Yet again, I will closely examine an appellate court review of FCC decision making with a variety of evaluative templates including the “smell test.”  Does the court buy into plausible rationales, because they comport with a deregulatory anti-government mind set, or does the court play it straight?  In Mozilla Corp. v. FCC, No. 18-1051 (D.C. Cir. Oct. 1, 2019), the court does a little bit of both.  See https://www.cadc.uscourts.gov/internet/opinions.nsf/FA43C305E2B9A35485258486004F6D0F/$file/18-1051-1808766.pdf.
            It will take me countless hours to parse through everything the court does and does not do.  In a nutshell, the court largely defers to FCC expertise and judgment using the so-called Chevron Doctrine.  This two-pronged judicial review model first considers whether applicable statutory language is ambiguous.  If no, the court must assess whether the FCC complied with clear enough statutory directions.  If yes, the court must consider whether the FCC’s chosen course of action was reasonable under the circumstances.  Because judges lack expertise in statistics, economics, electronic engineering, accounting, corporate management, finance etc. they must rely on the expertise others have, even though these experts may have ulterior motives and financial sponsors that precludes an unbiased assessment.
            The court offers a quite disappointing “punt” on the question whether the FCC lawfully relied on sponsored research and non-stop utterances by FCC Chairman Ajit Pai that network neutral regulation thwarts innovation and retards infrastructure investment.  The Chairman remarkably has isolated a single variable that he reports is the exclusive cause of declining innovation (however measured) and investment by telecommunications carriers.
The court all too willingly defers to the sponsored research that provided support for the Pai campaign.  The court dismisses countervailing research and in so doing it violated common sense.
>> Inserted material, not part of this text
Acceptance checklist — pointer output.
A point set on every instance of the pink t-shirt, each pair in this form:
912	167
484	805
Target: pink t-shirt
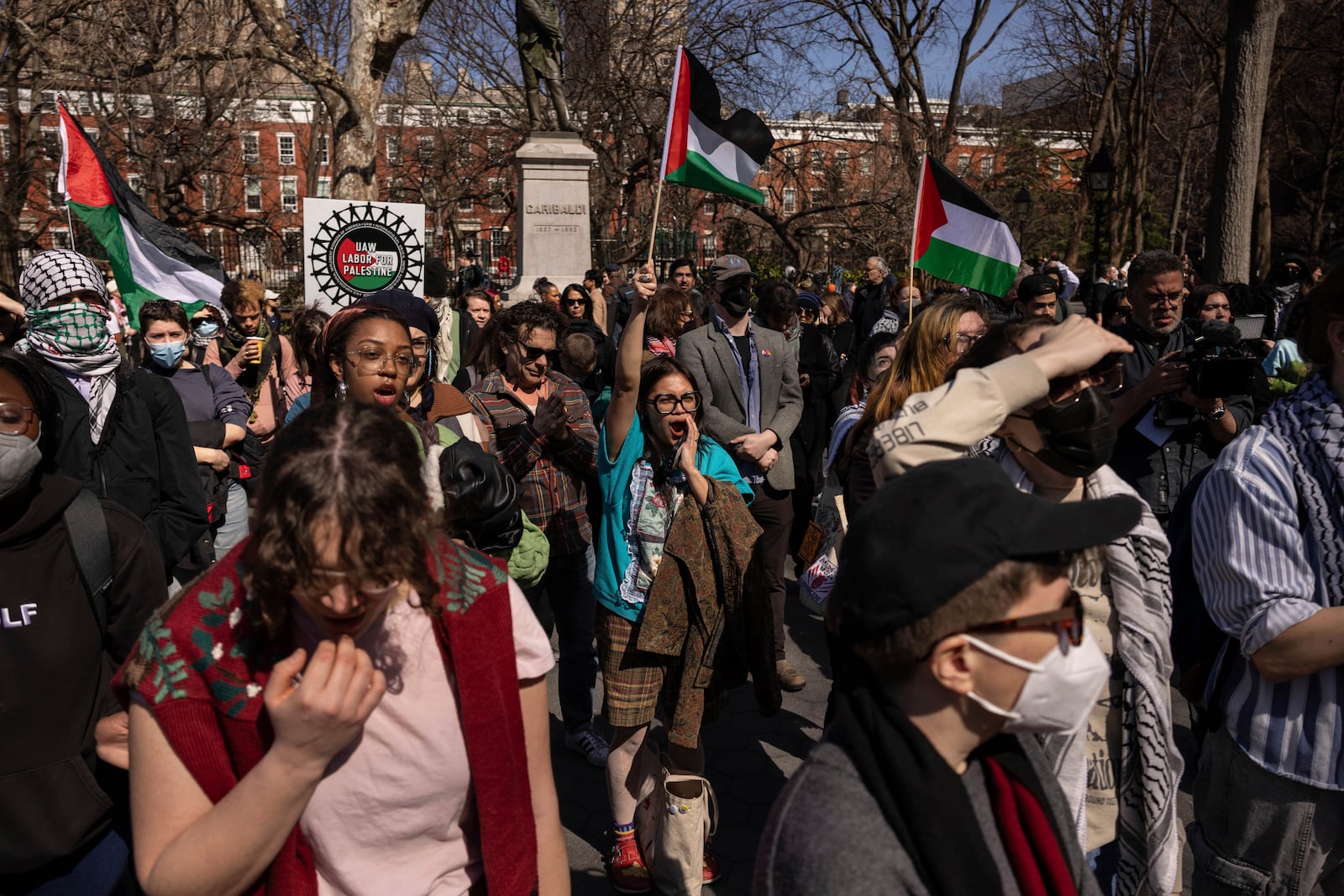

            Consider this question: Would all the excitement and investment in fifth generation wireless upgrades decline measurably starting today had the court invalidated the Restoring Internet Freedom Order?  Of course not!  Corporations have to deal with perennial regulatory and legal uncertainty.  Additionally, there are far more impactful factors than a regulatory regime.  In the case of 5G wireless carriers HAVE to make substantial investments in both spectrum and plant, irrespective of the current political party majority at the FCC and where the arrow currently points on the continuum from regulation to unregulation.  Can you anticipate a major telecommunications carrier CEO state to Wall Street analysists and shareholders that the company will “sit on the sidelines on 5G” until the FCC gets a judicial “all clear” that “there won’t be any unconstitutional taking of property in the form of mandatory common carrier neutrality.”
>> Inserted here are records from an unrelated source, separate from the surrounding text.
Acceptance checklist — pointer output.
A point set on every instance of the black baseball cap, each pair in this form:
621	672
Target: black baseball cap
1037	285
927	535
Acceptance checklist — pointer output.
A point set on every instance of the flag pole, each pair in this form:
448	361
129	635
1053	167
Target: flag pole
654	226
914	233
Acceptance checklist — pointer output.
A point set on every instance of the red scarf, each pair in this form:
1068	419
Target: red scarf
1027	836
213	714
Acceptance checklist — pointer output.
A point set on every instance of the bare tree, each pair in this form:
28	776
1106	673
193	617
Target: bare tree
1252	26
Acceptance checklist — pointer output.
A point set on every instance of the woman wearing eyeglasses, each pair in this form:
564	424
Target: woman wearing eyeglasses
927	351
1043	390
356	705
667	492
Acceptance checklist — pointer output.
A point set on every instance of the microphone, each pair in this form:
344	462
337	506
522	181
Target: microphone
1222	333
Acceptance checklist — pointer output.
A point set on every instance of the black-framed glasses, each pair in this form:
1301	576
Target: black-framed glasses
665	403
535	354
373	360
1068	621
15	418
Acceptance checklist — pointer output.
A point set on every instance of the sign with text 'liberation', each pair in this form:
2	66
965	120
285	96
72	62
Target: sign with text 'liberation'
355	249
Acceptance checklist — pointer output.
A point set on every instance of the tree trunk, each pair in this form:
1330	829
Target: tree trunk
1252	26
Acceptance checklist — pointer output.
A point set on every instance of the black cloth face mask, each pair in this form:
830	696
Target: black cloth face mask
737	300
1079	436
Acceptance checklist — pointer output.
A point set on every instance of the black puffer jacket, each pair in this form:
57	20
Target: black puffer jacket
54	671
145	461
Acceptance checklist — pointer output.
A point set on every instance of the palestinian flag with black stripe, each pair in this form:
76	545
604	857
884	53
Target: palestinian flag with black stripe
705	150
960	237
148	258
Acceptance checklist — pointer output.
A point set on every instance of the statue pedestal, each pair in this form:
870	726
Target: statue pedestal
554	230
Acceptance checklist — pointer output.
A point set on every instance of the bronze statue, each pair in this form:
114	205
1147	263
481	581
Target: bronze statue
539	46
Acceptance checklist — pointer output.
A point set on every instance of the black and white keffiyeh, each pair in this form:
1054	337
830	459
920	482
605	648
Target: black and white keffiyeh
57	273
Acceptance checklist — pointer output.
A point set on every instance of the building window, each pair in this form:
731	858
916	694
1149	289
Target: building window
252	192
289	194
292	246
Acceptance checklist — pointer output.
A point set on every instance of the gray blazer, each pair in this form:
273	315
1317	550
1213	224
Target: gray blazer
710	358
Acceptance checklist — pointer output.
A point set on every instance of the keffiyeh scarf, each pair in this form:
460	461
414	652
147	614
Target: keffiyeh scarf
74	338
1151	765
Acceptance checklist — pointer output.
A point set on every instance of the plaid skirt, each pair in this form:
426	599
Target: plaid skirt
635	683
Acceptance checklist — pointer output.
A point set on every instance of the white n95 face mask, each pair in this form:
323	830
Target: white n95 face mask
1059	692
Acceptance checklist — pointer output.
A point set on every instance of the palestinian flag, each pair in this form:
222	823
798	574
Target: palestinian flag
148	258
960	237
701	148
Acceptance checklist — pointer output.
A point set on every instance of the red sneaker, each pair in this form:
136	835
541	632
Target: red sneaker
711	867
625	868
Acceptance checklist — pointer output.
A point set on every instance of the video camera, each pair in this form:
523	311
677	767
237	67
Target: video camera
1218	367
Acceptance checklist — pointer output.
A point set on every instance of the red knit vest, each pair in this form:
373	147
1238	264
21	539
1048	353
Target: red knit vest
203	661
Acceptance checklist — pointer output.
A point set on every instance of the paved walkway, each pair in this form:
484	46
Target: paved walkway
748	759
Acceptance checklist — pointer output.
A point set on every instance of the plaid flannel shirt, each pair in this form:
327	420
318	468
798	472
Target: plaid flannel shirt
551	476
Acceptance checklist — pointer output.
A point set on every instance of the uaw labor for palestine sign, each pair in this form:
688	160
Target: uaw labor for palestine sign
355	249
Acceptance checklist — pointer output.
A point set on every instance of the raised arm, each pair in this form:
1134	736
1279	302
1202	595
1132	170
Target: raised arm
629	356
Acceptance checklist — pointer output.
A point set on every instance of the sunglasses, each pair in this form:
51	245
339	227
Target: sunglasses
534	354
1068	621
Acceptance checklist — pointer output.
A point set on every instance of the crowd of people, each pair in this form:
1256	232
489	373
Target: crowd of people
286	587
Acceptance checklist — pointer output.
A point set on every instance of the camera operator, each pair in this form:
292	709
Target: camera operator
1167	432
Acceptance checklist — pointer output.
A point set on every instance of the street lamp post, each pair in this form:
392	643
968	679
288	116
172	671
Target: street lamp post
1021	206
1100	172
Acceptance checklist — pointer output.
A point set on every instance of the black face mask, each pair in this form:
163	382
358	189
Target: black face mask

            I know most of the economists mentioned by the FCC and the court who “proved” or endorsed the mantra that network neutrality singularly triggered adverse consequences for telecommunications innovation and investment.  They are smart, have a great sense of humor and make great dining and drinking partners.  Notwithstanding these fine characteristics, I see the merit in “agreeing to disagree” on matters where ideology, doctrine and financial sponsorship come into play.  Suddenly these fine friends become dogmatic and doctrinal. With straight faces, they insist that fewer competitors can generate “greater” competition.  They create and enforce economic rules as unimpeachable as laws.  They reject common sense smell tests as irrational, non-empirical and foolish.
            They have won again, because lots of jurists in this day want to see the virtue in unfettered markets and constrained government.
            There’s an irony and perhaps a silver lining in the today’s court decision. The majority decision refuses to uphold the FCC’s reclassification of broadband access as an information service AND the Commission’s attempt to preempt any degree of state regulation.  The FCC cannot have its cake and eat it too. If the FCC deems a service off limits and unregulatable, it cannot turn around and require states to comply with its statutory interpretation mandating non-regulation, particularly where Congress unambiguously retained states’ right of oversight.
            Of course, we are days away from someone coming up with a clever rationale for federal preemption, because interstate and intrastate information services are seamlessly integrated and what reasonable person does not hate California?